TaskWeaver runs the CodeInterpreter in a sandboxed Jupyter kernel. Does the sandbox prevent the plugin call budget from working correctly?

No — plugins are Python objects instantiated in the kernel's namespace. The PluginCallBudget counter lives inside the plugin instance, which persists across the entire kernel session. When the CodeInterpreter executes a new code block, the plugin instance already has the budget counter from prior blocks (within the same kernel session). The guard's reset() call at the start of each execute() invocation handles this correctly: it resets the per-execution counter so the budget applies per generated code block rather than per kernel lifetime. If you want a per-kernel-session limit instead, remove the reset() call from execute() and set a higher absolute ceiling.

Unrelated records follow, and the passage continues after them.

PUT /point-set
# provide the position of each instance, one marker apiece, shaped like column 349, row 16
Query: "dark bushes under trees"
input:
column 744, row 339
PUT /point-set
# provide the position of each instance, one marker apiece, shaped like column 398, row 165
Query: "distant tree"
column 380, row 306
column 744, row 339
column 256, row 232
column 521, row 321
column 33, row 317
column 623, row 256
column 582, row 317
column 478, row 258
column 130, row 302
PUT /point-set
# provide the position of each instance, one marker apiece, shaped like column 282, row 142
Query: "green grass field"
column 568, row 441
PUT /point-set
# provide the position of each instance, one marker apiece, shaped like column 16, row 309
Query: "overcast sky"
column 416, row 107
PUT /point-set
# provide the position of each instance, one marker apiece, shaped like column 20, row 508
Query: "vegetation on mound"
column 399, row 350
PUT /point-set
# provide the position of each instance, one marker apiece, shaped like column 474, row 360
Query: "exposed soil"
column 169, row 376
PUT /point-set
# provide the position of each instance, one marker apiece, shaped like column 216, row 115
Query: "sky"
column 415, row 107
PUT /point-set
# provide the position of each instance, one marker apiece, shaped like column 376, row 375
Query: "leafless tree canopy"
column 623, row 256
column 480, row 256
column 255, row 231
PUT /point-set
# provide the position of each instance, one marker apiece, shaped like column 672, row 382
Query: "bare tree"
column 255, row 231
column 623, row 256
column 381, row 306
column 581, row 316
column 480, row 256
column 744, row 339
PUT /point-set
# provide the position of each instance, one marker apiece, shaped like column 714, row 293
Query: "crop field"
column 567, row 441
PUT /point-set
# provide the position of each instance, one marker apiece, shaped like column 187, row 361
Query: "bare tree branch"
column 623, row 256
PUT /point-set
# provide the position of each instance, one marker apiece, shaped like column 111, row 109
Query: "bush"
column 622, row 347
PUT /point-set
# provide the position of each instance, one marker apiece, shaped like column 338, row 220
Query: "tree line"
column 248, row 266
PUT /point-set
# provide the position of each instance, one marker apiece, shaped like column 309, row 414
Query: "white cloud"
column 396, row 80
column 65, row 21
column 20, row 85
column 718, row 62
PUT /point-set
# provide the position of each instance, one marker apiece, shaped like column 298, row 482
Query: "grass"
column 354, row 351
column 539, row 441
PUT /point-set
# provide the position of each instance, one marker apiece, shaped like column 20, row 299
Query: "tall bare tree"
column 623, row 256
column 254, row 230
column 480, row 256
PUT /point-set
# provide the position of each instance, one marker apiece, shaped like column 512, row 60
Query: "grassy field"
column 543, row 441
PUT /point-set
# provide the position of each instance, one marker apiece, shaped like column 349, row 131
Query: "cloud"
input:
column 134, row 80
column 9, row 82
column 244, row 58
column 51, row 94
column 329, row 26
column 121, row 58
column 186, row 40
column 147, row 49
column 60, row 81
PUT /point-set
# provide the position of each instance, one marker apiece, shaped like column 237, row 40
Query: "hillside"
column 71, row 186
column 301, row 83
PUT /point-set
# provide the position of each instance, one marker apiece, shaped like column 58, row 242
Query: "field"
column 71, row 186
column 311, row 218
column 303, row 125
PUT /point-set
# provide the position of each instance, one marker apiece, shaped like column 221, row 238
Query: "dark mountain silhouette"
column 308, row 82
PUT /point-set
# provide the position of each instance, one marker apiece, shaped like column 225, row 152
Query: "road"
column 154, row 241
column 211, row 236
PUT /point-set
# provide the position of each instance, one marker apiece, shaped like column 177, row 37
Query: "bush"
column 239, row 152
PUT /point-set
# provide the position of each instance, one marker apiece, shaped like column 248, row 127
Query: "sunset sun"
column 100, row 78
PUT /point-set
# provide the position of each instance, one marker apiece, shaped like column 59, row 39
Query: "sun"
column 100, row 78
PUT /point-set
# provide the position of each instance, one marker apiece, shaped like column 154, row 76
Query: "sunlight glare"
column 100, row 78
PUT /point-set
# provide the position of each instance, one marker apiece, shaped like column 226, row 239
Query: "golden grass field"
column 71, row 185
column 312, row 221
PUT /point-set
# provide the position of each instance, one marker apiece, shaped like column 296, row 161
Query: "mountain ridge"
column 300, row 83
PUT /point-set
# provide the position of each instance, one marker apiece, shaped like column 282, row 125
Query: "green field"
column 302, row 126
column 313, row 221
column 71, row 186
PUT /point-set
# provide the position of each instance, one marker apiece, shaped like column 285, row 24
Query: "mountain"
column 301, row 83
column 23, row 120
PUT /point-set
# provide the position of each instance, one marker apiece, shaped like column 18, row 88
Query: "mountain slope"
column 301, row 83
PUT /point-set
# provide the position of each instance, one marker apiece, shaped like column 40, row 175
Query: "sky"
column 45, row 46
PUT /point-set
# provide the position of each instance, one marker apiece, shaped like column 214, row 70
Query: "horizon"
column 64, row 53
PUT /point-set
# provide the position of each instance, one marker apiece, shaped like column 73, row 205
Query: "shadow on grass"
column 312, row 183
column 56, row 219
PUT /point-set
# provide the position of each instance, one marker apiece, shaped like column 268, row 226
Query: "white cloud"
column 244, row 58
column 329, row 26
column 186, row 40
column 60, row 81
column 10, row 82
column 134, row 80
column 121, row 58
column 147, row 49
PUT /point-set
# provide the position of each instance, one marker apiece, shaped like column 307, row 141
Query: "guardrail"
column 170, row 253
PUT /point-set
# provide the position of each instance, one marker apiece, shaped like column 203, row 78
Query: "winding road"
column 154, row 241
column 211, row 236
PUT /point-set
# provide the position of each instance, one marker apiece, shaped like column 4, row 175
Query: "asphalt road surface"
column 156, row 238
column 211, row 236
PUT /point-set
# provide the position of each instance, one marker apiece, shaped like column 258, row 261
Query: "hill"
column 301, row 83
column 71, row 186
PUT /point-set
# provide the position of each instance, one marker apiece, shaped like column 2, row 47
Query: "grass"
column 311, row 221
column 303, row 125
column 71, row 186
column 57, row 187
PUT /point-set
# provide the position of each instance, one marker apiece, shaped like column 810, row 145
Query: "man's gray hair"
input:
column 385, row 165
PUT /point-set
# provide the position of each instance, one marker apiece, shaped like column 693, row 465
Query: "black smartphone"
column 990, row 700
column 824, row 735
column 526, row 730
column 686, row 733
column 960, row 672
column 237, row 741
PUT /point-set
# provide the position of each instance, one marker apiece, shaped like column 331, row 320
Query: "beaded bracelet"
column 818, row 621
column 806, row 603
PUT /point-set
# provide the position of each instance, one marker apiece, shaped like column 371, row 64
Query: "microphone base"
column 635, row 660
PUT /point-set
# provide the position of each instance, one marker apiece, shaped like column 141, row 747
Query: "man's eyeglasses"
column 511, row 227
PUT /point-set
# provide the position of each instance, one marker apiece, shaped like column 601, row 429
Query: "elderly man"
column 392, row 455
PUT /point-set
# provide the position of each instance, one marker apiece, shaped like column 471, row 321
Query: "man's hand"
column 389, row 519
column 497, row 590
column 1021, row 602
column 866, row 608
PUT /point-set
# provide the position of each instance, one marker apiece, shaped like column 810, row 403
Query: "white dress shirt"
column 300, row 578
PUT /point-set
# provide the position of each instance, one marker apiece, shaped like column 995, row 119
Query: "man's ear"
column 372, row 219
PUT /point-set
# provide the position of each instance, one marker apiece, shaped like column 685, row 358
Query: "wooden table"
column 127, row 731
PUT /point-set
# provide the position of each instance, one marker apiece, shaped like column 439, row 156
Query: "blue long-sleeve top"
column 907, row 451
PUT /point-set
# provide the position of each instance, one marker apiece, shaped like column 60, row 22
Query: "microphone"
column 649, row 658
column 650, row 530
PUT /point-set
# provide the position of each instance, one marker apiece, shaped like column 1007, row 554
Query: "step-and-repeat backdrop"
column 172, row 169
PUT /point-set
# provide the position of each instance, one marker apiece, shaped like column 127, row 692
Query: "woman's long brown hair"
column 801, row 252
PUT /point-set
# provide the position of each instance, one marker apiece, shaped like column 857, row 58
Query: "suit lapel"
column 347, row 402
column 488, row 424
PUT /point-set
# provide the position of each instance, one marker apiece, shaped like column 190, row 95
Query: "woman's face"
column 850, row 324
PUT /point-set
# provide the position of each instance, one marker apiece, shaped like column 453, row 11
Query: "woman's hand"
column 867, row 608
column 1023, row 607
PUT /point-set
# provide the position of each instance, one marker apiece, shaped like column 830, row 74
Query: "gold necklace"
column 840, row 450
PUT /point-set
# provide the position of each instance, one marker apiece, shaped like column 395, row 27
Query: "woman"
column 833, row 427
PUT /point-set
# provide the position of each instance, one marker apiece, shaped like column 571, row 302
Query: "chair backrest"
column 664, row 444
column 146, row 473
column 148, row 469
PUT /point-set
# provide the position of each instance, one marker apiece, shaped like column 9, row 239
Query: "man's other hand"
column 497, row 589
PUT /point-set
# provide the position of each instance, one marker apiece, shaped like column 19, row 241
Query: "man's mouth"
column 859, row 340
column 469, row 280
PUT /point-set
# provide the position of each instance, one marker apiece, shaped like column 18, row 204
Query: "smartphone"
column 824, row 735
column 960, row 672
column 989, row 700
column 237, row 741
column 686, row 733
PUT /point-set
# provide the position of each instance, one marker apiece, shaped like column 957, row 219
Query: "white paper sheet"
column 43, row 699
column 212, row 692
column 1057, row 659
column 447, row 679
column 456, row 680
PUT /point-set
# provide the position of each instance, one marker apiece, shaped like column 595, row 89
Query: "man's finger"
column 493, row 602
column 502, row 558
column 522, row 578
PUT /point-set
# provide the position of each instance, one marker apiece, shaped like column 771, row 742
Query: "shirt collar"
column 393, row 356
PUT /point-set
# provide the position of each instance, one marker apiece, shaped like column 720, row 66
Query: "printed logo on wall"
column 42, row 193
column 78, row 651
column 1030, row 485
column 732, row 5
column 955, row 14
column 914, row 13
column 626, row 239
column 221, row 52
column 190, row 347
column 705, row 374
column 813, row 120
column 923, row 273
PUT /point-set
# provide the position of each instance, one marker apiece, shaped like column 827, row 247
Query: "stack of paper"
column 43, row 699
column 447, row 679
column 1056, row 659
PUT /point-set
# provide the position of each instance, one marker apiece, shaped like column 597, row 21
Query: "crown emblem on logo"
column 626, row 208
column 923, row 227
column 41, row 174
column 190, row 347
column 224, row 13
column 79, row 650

How does TaskWeaver's cost profile compare to direct LangChain or LangGraph agent implementations for the same data analysis tasks?

TaskWeaver's Planner-CodeInterpreter model uses significantly more LLM calls per task than a direct LangChain tool-call agent — for the same analysis, TaskWeaver might make 8–15 LLM calls (Planner calls + CodeInterpreter calls) where a single-role ReAct agent makes 4–8. However, TaskWeaver's generated code often completes complex data transformations in a single execution block that would require 10–20 tool calls in a tool-call agent, because Python code is more expressive than serialized tool invocations for multi-step operations. The total token cost is often comparable; the failure mode cost is where TaskWeaver diverges — a failing sub-task in TaskWeaver generates more per-failure cost than a failing tool call in LangChain, because TaskWeaver's retry context includes full execution logs whereas LangChain tool errors are typically short JSON blobs. The guards in this post close that gap.